К а л л и к л. Нет, именно так я говорил прежде, так говорю и теперь.
С о к р а т. Но как ты полагаешь, «лучший» и «сильный» — это одно и то же? Видишь ли, я не сумел сразу уловить, что ты имеешь в виду: зовешь ли ты сильными более могущественных и должны ли немощные повиноваться могущественному (мне кажется, ты как раз на это намекал, когда говорил, что большие города нападают на малые в согласии с природною справедливостью, ибо они сильнее и могущественнее, — точно желал сказать, что сильное, могущественное и лучшее — это одно и то же), или же возможно быть лучшим, но слабым и немощным и, наоборот, сильным, но скверным? Или слова «лучший» и «сильный» имеют одно значение? Вот это ты мне ясно определи: одно и то же сильное, лучшее и могущественное или не одно и то же?
К а л л и к л. Говорю тебе совершенно ясно: одно и то же.
С о к р а т. Так, а большинство по природе сильнее одного? То самое большинство, которое издает законы против одного, как ты только что говорил.

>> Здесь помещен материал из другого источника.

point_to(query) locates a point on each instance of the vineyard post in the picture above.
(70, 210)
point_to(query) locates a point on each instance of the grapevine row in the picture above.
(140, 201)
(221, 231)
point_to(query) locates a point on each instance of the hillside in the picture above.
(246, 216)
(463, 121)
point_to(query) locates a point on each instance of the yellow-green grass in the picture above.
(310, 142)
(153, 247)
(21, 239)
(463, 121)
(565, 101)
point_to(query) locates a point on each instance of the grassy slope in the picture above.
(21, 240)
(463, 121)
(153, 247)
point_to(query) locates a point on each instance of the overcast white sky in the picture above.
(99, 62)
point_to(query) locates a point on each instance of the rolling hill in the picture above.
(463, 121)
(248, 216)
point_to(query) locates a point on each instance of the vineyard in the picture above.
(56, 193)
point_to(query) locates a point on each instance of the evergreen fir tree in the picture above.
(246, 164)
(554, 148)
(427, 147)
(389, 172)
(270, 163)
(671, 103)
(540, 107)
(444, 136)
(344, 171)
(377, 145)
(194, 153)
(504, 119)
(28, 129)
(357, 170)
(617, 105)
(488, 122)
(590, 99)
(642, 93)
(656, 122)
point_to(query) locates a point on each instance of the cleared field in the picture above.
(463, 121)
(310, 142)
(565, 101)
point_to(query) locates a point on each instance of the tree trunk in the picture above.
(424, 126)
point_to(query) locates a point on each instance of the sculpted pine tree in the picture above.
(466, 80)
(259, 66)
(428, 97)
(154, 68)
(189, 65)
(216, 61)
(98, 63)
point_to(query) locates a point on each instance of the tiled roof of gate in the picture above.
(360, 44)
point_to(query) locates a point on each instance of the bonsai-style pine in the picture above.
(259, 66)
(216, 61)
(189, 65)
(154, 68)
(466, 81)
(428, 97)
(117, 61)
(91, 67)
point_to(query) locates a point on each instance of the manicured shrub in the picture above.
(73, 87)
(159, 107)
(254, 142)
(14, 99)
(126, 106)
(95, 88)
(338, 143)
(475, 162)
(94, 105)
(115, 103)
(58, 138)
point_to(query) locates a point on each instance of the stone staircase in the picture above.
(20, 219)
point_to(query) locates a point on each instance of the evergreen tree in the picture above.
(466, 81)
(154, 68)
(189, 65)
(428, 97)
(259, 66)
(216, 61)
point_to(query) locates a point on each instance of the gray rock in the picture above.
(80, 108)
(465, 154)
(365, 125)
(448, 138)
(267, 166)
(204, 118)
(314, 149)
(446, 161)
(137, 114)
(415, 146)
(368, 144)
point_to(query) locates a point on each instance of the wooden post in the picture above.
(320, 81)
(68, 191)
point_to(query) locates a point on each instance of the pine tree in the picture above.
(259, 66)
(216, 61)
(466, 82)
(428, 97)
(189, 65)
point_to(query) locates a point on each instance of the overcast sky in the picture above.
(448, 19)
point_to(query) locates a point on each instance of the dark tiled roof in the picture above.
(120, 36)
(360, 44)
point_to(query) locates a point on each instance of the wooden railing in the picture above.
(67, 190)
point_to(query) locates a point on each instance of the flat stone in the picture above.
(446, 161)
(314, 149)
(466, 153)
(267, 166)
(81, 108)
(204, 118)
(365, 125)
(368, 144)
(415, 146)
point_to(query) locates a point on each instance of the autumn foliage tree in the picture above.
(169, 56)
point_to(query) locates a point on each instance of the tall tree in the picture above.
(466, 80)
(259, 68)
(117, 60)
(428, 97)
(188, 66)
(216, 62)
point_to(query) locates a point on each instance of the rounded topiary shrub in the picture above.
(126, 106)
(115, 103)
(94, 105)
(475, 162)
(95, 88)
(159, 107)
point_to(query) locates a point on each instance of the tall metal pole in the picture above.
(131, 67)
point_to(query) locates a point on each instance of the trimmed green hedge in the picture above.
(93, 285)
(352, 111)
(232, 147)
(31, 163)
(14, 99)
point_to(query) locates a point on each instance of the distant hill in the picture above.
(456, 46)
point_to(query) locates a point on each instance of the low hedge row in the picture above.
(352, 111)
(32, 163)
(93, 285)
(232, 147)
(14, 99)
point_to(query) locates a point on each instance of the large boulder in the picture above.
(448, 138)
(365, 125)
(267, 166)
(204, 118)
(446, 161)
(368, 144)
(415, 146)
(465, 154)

К а л л и к л. Да, конечно.
С о к р а т. Значит, установления большинства — это установления сильных.
К а л л и к л. Истинная правда.
С о к р а т. Но стало быть, и лучших? Ведь сильные, по твоему разумению, — это лучшие, не так ли?
К а л л и к л. Да.
С о к р а т. Стало быть, их установления прекрасны по природе, раз это установления сильных?
К а л л и к л. Да.
С о к р а т. А разве большинство не держится того суждения (как ты сам недавно говорил), что справедливость — это равенство и что постыднее творить несправедливость, чем терпеть ее? Так или нет? Только будь осторожен, чтобы и тебе не попасться в силки стыдливости! Считает или не считает большинство, что справедливость — это равенство, а не превосходство и что постыднее творить несправедливость, чем ее терпеть? Прошу тебя, Калликл, не оставляй мой вопрос без ответа, потому что, если ты со мною согласишься, я впредь буду чувствовать себя уверенно, получив поддержку человека, способного распознать истину.
К а л л и к л. Да, большинство считает так.

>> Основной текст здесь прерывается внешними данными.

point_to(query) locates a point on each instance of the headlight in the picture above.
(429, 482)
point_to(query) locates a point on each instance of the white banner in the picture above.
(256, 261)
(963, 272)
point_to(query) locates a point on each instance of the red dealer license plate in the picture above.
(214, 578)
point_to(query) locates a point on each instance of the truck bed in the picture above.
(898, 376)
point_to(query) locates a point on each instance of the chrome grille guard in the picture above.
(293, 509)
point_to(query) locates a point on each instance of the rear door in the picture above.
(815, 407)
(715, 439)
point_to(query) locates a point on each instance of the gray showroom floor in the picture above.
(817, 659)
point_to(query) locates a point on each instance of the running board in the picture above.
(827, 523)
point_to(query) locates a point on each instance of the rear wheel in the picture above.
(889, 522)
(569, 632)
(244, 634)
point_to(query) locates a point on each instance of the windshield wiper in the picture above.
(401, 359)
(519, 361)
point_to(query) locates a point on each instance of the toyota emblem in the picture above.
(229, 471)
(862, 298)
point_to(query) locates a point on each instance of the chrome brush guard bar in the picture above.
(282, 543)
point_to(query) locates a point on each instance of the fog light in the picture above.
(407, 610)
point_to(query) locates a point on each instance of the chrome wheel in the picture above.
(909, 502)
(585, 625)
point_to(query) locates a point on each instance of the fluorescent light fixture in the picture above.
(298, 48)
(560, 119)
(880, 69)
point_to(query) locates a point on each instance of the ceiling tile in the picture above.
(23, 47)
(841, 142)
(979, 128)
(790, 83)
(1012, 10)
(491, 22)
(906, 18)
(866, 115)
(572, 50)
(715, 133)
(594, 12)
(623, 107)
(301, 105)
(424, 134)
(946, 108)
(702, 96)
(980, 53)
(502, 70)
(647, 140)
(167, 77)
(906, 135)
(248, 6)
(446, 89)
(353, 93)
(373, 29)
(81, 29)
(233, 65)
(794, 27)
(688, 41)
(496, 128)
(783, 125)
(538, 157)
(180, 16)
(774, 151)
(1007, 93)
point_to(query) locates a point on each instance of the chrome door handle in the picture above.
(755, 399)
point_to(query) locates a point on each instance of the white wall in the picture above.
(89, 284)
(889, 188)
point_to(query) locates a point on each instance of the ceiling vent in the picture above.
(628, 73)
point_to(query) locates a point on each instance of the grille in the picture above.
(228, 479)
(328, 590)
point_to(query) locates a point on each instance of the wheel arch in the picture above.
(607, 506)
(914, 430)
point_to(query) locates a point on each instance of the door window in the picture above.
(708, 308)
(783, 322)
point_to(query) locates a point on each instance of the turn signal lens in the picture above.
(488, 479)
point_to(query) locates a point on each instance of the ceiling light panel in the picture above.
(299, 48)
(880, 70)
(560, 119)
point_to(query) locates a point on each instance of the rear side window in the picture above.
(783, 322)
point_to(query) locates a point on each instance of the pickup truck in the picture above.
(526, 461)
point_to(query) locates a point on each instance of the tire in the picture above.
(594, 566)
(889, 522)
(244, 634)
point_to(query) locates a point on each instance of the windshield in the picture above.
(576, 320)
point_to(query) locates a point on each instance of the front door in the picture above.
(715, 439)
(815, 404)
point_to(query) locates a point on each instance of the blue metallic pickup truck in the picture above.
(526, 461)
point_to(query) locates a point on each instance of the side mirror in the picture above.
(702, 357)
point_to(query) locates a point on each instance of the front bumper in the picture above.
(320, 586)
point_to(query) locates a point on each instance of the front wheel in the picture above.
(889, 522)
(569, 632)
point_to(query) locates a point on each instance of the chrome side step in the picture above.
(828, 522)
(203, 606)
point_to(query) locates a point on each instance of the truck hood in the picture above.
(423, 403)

С о к р а т. Значит, не только по обычаю и закону творить несправедливость постыднее, чем терпеть, и справедливость — это соблюдение равенства, но и по природе тоже. Выходит, пожалуй, что раньше ты говорил неверно и обвинял меня незаслуженно, утверждая, будто обычай противоположен природе и будто я хорошо это знаю и коварно использую, играя словами: если собеседник рассуждает в согласии с природой, я, дескать, все свожу на обычай, а если в согласии с обычаем — то на природу.
К а л л и к л. Никогда этому человеку не развязаться с пустословием! Скажи мне, Сократ, неужели не стыдно тебе в твои годы гоняться за словами и, если кто запутается в речи, полагать это счастливою находкой? Неужели ты действительно думаешь, что я делаю хоть какое-то различие между сильными и лучшими? Разве я тебе уже давно не сказал, что лучшее для меня — то же самое, что сильное? Или ты воображаешь, что, когда соберутся рабы и всякий прочий сброд, не годный ни на что, кроме как разве напрягать мышцы, — соберутся и что-то там изрекут, — это будет законным установлением?

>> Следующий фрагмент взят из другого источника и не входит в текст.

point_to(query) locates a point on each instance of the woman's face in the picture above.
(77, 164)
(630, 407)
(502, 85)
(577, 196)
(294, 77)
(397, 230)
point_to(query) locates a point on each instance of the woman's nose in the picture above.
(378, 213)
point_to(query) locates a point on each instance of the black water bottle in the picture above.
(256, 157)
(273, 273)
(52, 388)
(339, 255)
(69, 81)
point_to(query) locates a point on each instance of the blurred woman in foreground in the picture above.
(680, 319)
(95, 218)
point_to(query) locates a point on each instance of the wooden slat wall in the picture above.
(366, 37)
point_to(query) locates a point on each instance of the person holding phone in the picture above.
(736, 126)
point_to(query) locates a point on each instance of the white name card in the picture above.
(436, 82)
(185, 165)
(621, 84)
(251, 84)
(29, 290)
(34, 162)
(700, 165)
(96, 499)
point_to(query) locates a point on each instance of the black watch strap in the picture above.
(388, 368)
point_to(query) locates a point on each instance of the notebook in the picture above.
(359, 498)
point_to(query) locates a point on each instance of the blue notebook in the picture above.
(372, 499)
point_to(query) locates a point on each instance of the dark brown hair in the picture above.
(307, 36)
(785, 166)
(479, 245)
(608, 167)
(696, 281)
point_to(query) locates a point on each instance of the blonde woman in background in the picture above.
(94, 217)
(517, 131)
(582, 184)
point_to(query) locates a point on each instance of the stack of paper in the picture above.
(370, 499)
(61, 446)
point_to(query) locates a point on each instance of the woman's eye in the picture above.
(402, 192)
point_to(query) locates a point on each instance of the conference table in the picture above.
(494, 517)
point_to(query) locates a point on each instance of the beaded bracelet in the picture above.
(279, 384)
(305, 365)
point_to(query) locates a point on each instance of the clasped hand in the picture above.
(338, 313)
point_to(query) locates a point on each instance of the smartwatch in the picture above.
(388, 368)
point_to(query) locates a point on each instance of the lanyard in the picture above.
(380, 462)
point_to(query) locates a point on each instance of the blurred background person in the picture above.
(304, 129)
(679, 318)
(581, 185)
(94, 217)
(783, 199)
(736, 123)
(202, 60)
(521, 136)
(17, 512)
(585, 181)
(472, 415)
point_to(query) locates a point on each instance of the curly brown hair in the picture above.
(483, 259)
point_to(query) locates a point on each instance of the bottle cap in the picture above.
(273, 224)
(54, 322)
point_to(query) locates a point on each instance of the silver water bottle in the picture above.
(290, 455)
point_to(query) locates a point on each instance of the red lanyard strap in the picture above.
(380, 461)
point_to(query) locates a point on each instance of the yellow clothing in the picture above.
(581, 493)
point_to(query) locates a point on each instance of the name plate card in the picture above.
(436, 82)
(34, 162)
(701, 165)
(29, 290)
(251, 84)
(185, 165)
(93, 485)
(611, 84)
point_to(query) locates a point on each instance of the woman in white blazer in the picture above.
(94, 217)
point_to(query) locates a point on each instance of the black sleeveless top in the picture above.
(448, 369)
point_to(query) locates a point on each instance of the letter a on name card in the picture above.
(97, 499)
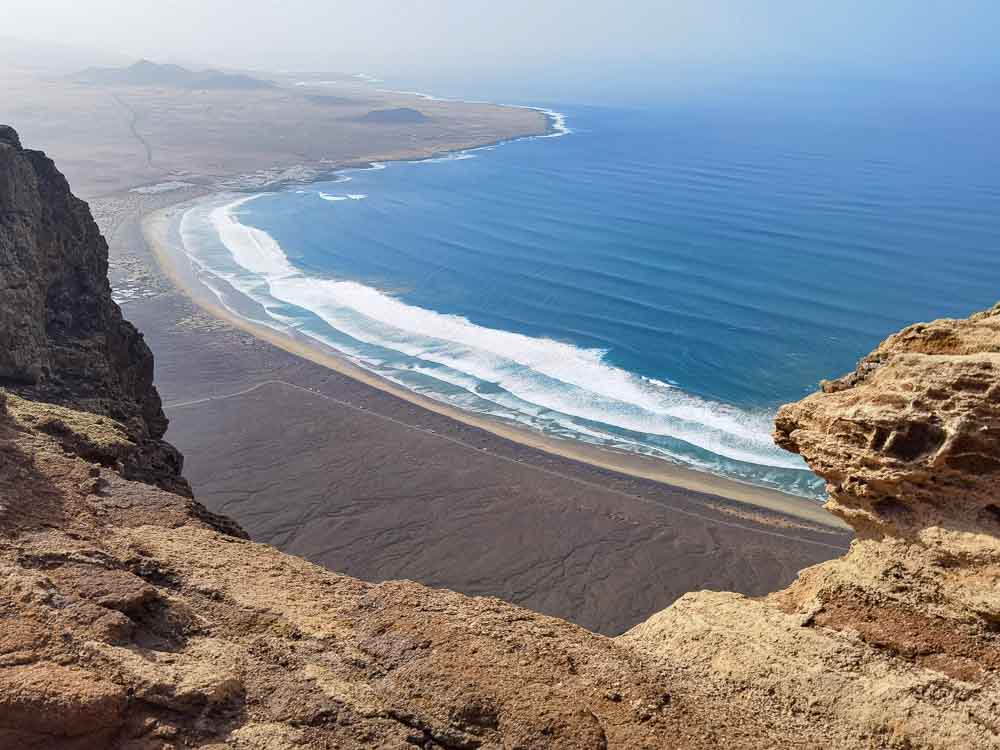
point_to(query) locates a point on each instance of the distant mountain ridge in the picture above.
(148, 73)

С о к р а т. Прекрасно, премудрый мой Калликл! Это твое мнение?
К а л л и к л. Да, это, и никакое иное!
С о к р а т. Но я, мой милый, и сам уже давно догадываюсь, что примерно ты понимаешь под словом «сильный», и если задаю вопрос за вопросом, так только потому, что очень хочу узнать это точно. Ведь, конечно же, ты не считаешь, что двое лучше одного или что твои рабы лучше тебя по той причине, что крепче телом. Давай начнем сначала и скажи мне, что такое лучшие, по-твоему, раз это не то же, что более крепкие? И пожалуйста, чудак ты этакий, наставляй меня помягче, а не то как бы я от тебя не сбежал.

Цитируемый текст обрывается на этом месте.